Mix together Jello package, lemon zest, and milk according to package directions. Let set. Spoon into cooled muffin cups. Top each tart with a berry. Keep refrigerated until serving.

Makes 18-25 little tarts.


Stuffed Peppers with Walnut Sauce (Chiles en Nogada)

>> Tuesday, May 3, 2011

We have been wanting to try this traditional Mexican celebration dish for a while now. Our friend John's birthday dinner was a great time to serve this, and they spent the rest of the night moaning about how good it was.

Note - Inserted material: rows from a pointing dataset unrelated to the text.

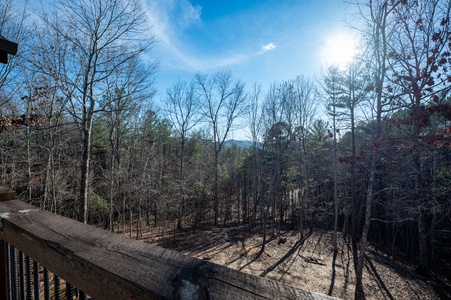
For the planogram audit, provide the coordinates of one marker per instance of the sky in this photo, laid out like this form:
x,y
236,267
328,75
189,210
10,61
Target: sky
x,y
259,41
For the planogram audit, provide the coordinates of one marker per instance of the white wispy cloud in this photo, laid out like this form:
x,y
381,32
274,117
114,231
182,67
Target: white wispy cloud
x,y
169,19
268,47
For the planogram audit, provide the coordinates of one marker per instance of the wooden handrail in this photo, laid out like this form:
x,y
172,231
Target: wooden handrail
x,y
108,266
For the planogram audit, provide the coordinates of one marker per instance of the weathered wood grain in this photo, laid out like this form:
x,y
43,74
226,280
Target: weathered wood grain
x,y
108,266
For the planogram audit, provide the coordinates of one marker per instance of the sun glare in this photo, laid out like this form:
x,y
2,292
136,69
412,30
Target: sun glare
x,y
339,50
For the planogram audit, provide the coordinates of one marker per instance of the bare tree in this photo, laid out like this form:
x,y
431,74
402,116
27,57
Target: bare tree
x,y
100,36
223,102
377,41
14,27
183,109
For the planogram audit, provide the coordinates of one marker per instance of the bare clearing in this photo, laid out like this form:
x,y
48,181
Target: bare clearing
x,y
303,262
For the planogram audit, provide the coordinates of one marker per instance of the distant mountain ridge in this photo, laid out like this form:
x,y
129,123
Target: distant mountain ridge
x,y
240,144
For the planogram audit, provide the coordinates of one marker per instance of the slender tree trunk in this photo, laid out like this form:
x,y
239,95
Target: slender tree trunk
x,y
84,184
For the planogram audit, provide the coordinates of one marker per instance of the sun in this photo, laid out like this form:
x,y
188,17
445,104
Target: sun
x,y
340,50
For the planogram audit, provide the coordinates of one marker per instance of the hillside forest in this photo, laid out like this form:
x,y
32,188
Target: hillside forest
x,y
362,151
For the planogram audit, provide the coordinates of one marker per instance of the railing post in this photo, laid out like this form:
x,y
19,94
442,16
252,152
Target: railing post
x,y
6,194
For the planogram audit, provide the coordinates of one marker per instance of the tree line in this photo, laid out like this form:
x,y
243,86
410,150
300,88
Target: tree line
x,y
362,150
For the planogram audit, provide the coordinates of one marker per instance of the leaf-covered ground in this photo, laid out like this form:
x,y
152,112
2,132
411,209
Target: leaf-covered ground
x,y
305,262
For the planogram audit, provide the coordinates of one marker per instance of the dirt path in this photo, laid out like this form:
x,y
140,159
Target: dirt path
x,y
305,262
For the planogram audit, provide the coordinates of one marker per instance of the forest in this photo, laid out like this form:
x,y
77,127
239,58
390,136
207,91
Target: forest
x,y
364,150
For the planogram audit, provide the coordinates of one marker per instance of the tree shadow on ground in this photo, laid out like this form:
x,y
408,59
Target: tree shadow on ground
x,y
441,287
332,280
372,270
295,247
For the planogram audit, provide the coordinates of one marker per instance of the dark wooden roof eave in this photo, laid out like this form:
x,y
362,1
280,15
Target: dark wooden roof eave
x,y
6,47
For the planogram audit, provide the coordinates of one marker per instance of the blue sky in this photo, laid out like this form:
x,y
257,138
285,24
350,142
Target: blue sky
x,y
260,41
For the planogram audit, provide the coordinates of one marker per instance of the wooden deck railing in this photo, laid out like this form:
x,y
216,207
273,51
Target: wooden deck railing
x,y
107,266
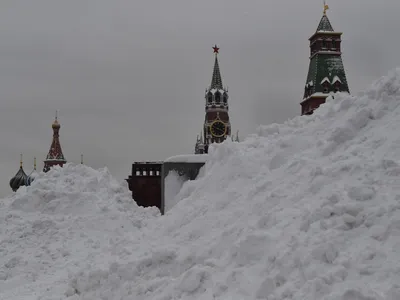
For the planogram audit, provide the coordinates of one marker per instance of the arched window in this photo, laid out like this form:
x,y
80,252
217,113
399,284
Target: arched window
x,y
337,86
217,97
326,87
209,97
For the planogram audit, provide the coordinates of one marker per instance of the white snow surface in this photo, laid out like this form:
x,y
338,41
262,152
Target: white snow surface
x,y
172,186
308,209
188,158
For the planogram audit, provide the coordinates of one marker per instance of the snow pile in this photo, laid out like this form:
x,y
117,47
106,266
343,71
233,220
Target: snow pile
x,y
309,209
68,218
173,184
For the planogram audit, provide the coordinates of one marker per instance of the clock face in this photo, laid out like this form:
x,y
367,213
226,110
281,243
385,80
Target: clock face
x,y
218,129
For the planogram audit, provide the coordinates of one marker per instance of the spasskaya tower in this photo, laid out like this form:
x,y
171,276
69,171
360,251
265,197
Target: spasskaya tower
x,y
217,126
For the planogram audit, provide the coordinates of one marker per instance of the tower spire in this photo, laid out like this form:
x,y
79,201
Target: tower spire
x,y
216,81
326,7
217,126
326,73
55,155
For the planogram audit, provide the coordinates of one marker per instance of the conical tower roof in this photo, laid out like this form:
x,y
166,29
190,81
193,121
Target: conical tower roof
x,y
325,24
216,81
19,179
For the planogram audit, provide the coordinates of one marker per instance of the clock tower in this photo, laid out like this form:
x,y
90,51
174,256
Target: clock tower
x,y
217,126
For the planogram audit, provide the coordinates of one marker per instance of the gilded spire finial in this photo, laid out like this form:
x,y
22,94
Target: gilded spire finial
x,y
216,50
326,7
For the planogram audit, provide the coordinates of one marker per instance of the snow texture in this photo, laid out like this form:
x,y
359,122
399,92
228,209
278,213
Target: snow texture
x,y
188,158
173,184
305,210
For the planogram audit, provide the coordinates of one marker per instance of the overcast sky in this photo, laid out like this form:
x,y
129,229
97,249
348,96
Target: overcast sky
x,y
129,76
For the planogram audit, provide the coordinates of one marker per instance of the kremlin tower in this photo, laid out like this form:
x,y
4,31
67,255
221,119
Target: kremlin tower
x,y
326,73
55,155
217,126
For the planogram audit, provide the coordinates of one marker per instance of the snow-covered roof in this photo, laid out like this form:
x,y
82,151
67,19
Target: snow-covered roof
x,y
325,79
336,78
188,158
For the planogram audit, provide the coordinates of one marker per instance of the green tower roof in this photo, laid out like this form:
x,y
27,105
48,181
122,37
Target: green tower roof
x,y
325,24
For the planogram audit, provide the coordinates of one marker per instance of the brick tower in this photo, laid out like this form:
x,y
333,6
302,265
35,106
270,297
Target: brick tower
x,y
55,155
217,126
326,73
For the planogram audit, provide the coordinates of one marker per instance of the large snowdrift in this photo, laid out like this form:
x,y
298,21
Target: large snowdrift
x,y
309,209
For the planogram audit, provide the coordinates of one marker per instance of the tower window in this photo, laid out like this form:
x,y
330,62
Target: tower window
x,y
217,97
337,86
209,98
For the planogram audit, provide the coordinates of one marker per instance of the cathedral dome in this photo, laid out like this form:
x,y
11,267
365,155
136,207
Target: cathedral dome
x,y
19,179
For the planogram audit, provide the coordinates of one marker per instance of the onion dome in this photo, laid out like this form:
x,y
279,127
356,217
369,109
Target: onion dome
x,y
31,177
19,179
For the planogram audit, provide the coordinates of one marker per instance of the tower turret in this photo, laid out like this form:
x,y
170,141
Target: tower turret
x,y
55,155
326,73
19,179
217,125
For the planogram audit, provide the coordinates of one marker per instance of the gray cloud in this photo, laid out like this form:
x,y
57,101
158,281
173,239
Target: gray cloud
x,y
129,76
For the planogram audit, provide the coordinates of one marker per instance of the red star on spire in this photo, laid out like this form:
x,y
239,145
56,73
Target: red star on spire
x,y
216,49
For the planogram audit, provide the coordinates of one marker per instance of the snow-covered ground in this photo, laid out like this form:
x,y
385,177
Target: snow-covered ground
x,y
309,209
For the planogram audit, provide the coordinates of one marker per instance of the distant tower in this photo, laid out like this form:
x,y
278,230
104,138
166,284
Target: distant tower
x,y
326,72
19,179
216,124
55,155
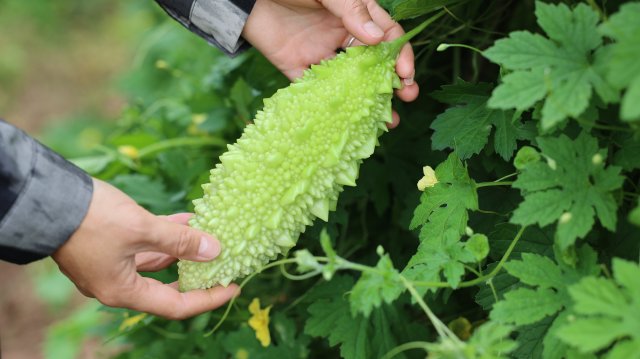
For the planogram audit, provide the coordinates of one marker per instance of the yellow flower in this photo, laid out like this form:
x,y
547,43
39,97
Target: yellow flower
x,y
259,321
130,322
429,179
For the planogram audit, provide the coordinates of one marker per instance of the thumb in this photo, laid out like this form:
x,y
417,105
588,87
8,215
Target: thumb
x,y
183,242
356,19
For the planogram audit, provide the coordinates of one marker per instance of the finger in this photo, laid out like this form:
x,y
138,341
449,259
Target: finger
x,y
152,261
180,218
356,19
408,93
181,241
405,66
164,300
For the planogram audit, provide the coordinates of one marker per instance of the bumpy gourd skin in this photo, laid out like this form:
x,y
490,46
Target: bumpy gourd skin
x,y
290,165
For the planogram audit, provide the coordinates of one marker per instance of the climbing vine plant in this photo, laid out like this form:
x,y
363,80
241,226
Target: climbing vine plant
x,y
500,219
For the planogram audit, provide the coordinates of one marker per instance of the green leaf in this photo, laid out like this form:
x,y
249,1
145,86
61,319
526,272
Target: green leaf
x,y
591,334
149,192
478,245
443,216
372,289
358,337
408,9
330,316
536,270
607,311
525,306
492,340
622,65
558,69
570,189
598,296
627,155
466,126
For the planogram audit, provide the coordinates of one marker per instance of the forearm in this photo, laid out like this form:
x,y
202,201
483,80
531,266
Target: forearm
x,y
43,197
220,22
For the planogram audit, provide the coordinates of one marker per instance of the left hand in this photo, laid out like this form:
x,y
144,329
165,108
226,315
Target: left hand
x,y
294,34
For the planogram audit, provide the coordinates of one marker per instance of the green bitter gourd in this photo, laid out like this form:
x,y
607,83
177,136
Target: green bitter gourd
x,y
289,166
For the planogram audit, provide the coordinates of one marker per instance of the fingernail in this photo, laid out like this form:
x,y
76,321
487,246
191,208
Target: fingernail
x,y
372,29
208,249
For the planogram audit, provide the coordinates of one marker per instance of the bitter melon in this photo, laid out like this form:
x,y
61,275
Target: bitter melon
x,y
289,166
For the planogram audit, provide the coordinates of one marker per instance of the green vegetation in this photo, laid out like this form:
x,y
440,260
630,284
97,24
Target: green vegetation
x,y
524,242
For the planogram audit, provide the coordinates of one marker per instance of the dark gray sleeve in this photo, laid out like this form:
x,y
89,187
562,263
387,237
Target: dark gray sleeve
x,y
43,197
220,22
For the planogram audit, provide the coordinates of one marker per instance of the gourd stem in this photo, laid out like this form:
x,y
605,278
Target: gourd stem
x,y
397,44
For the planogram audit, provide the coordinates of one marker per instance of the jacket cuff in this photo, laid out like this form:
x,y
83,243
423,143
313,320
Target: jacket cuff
x,y
53,201
220,22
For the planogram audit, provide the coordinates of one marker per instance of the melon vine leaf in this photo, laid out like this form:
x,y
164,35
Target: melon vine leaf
x,y
330,316
570,188
623,67
607,312
466,126
443,216
545,296
373,289
563,69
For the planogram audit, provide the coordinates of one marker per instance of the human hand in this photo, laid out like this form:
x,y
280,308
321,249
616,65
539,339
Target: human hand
x,y
118,238
294,34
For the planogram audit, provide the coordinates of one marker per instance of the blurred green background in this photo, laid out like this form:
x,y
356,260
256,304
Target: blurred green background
x,y
62,65
133,98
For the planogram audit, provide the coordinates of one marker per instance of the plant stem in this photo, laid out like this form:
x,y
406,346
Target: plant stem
x,y
181,142
493,184
404,347
483,278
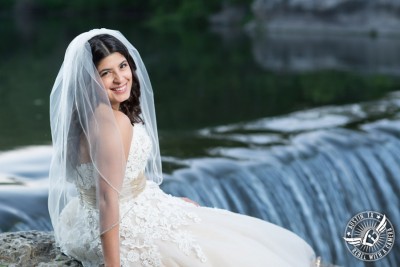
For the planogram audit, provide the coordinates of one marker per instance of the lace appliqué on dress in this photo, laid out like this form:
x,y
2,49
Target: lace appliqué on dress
x,y
157,217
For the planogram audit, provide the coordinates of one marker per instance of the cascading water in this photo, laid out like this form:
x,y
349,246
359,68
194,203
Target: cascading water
x,y
309,171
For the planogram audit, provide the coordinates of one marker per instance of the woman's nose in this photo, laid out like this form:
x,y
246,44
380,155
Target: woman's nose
x,y
118,77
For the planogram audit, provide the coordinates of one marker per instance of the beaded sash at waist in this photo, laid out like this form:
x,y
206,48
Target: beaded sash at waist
x,y
130,190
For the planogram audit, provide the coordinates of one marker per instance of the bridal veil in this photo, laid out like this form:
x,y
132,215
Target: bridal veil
x,y
82,121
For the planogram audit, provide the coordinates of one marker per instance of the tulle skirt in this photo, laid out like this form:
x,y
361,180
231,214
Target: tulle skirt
x,y
157,229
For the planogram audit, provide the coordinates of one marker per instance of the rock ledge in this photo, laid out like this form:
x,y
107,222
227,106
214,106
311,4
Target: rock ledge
x,y
32,248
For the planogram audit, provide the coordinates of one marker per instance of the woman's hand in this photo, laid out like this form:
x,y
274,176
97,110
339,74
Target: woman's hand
x,y
190,201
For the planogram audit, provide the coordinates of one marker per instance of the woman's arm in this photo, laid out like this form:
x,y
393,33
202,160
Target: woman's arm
x,y
109,195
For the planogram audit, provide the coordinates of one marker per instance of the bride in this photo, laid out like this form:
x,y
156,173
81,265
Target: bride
x,y
104,200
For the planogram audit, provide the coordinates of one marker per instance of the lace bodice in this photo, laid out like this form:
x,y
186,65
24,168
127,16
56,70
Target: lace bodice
x,y
138,155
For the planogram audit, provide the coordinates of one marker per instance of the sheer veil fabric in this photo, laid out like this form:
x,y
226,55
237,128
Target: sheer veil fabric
x,y
84,130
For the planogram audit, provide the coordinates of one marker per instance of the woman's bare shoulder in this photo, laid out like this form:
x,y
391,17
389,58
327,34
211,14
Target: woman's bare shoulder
x,y
125,128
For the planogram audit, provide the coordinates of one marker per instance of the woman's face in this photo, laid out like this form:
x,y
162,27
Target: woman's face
x,y
116,75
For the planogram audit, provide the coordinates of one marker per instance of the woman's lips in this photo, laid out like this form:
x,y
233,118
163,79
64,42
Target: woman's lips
x,y
120,89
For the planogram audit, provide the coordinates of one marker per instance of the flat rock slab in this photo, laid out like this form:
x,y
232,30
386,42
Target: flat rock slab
x,y
32,248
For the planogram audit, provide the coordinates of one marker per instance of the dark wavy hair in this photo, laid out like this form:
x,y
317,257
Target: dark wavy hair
x,y
102,46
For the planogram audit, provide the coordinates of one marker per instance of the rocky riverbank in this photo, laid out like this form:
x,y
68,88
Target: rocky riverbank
x,y
32,248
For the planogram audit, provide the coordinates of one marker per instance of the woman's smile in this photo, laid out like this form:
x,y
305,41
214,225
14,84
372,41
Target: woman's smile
x,y
116,76
120,89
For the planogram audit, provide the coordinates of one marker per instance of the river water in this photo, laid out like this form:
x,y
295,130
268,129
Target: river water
x,y
243,126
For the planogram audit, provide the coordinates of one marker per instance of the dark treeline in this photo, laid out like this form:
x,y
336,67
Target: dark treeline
x,y
152,12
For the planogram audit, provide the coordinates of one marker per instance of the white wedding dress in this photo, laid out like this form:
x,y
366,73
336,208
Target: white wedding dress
x,y
157,229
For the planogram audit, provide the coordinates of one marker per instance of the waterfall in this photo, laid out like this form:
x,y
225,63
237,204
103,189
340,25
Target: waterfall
x,y
312,186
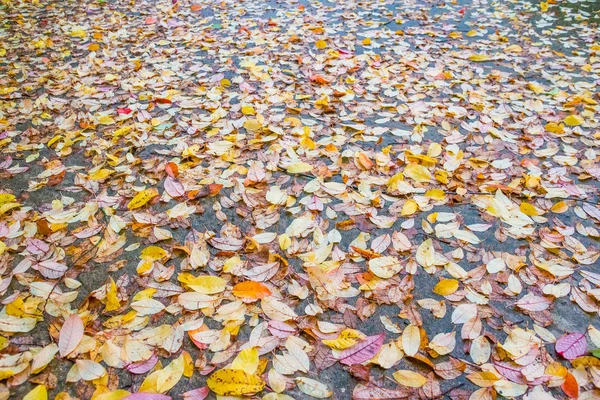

This festive dish, resplendent with the colors of the Mexican flag, is traditionally served on September 16 in honor of Mexico's Independence Day, though it is popular anytime in the late summer and fall when the walnuts are fresh and the pomegranates abundant.

For the Meat
2 pounds pork, finely chopped
1 small white onion, quartered
2 cloves garlic
about 1 Tablespoon sea salt

For the Picadillo (fruit stuffing)
4 Tablespoons safflower or canola oil
1/3 cup chopped white onion
3 cloves garlic, minced
1/2 teaspoon ground cinnamon
1/4 teaspoon freshly ground black pepper
1/8 teaspoon ground cloves
1/3 cup chopped raisins (I used golden raisins)
1/3 cup chopped walnuts or almonds
1/3 cup chopped candied acitrón or candied pineapple
1 fresh pear, peeled and chopped
1 apple, peeled and chopped
1 plantain, peeled and chopped
1 (28-ounce) can chopped tomatoes, with juice
salt to taste

For the Chiles
12 fresh poblano chiles, roasted, peeled, and seeded, leaving the stem intact

For the Walnut Sauce
1 cup fresh walnuts
6 ounces cream cheese (not fat free) at room temperature
1-1/2 cups Mexican crema or 1-1/4 cups sour cream thinned with milk
about 1/2 teaspoon sea salt
1 Tablespoon sugar (optional)
1/8 teaspoon ground cinnamon

For the Garnish (I didn't use a garnish when making these yesterday)
1 Tablespoon chopped flat-leaf parsley or cilantro leaves
1/2 cup pomegranate seeds

  1. Cut the meat into large chunks, removing any excess fat. Place the meat into a large Dutch oven with the onion, garlic, and salt.
  2. Cook meat until brown on all sides.
  3. Warm the oil in a large, heavy skillet and sauté the onion and garlic over medium heat until they turn a pale gold. Stir in the browned meat and cook for 5 minutes.
  4. Add the cinnamon, pepper, and cloves, then, stir in the raisins, the 2 Tablespoons chopped walnuts, and the candied acitrón.
  5. Add the chopped pear and apple, and mix well.
  6. Add the tomatoes and salt to taste, and continue cooking over medium-high heat until most of the moisture has evaporated. Stir often so that the mixture doesn't stick.
  7. Let cool, cover, and set aside. The picadillo may be made 1 day in advance.
  8. Make a slit down the side of each chile, just long enough to remove the seeds and veins. Keep the stem end intact.
  9. Drain the chiles on absorbent paper until completely dry. Cover and set aside. The chiles may be prepared 1 day in advance.
  10. Place the nuts, cream cheese, crema, and salt in a blender and purée thoroughly. Stir in the optional sugar, cinnamon, and sherry, if using, until thoroughly combined. Chill for several hours.
  11. Preheat the oven to 250ºF.
  12. When ready to serve, reheat the meat filling and stuff the chiles until plump and just barely closed.
  13. Put the filled chiles, covered, to warm in the oven.
  14. After they are thoroughly heated, place the chiles on a serving platter or on individual plates, cover with the chilled walnut sauce, and sprinkle with the parsley and pomegranate seeds.